Aztec - Jennings Gary (книги хорошем качестве бесплатно без регистрации TXT) 📗
And still the procession of prisoners went on. From the summit of the Great Pyramid, a mixture of blood and other substances ran in such torrents that, after a while, the stairway's disposal gutter could not contain it all. It cascaded like a slow, viscous waterfall down the steep steps themselves, it surged among the dead bodies flopping down, it bathed the feet of the live men plodding up, and made many slip and fall. It ran in sheets down the smooth walls of the pyramid on all four sides. It spread out across the entire extent of The Heart of the One World. That morning the Great Pyramid had gleamed like the snow-covered conical peak of Popocatepetl. In the afternoon, it looked like a heaped platter of breast of fowl over which the cook had lavishly poured a thick red moli sauce. It looked like what it was providing: a great meal for the gods of great appetite.
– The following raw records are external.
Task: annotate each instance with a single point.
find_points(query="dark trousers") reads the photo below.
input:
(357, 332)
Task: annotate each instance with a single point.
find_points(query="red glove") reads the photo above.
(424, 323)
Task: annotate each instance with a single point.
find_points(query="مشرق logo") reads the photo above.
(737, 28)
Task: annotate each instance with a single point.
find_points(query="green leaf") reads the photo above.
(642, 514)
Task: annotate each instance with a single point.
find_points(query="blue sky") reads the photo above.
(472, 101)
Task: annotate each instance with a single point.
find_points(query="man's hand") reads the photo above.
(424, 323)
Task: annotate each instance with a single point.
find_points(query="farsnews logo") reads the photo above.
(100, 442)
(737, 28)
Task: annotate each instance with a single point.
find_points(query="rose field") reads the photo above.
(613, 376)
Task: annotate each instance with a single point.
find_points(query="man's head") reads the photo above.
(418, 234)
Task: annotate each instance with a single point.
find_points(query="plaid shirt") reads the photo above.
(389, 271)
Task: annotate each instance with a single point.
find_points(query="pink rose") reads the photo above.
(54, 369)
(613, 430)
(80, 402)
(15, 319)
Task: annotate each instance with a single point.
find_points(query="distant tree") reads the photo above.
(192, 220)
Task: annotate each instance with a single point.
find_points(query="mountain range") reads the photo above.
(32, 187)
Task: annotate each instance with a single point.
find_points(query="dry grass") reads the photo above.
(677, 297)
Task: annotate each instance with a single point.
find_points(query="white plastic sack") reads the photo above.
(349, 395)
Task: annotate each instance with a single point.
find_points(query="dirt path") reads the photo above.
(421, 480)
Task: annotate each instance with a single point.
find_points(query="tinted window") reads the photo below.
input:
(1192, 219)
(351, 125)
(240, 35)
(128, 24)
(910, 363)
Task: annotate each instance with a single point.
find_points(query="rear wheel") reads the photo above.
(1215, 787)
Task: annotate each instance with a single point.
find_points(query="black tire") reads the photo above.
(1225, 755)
An abomination, Your Excellency?
What horrifies and nauseates you, I think, is the number of men put to death at that one time. But how, my lord, can you set a measure to death, which is not an entity but a void? How can you multiply nothingness by any number known to arithmetic? When just one man dies, the whole living universe ends, as far as he is concerned. Every other man and woman in it likewise ceases to exist; loved ones and strangers, every creature, every flower, cloud, breeze, every sensation and emotion. Your Excellency, the world and every least thing in it dies every day, for somebody.
But what demonic gods, you ask, would countenance the obliteration of so many men in a single indiscriminate slaughter? Well, your own Lord God, for one...
No, Your Excellency, I do not think I blaspheme. I merely repeat what I was told by the missionary friars who instructed me in the rudiments of Christian history. If they spoke the truth, your Lord God was once displeased by the increasing corruption of the human beings He had created, so He drowned them all in one great deluge. He left alive only a single boatman and his family to repopulate the earth. I have always thought the Lord God preserved a rather curious selection of humans, since the boatman was prone to drunkenness, and his sons to behavior I should judge peculiar, and all their progeny to quarrelsome rivalries.
Our world too, and every human in it, was once destroyed—and also, be it noted, by a calamitous inundation of water—when the gods got dissatisfied with the men then inhabiting it. However, our histories may go back further than yours, for our priests told us that this world had been previously scoured clean of humankind on three other occasions: the first time by all-devouring jaguars, the second time by all-destroying windstorms, the third time by a rain of fire from the skies. Those cataclysms happened, of course, sheaves of sheaves of years apart, and even the most recent one, the great flood, was so long ago that not the wisest tlamatini could precisely calculate its date.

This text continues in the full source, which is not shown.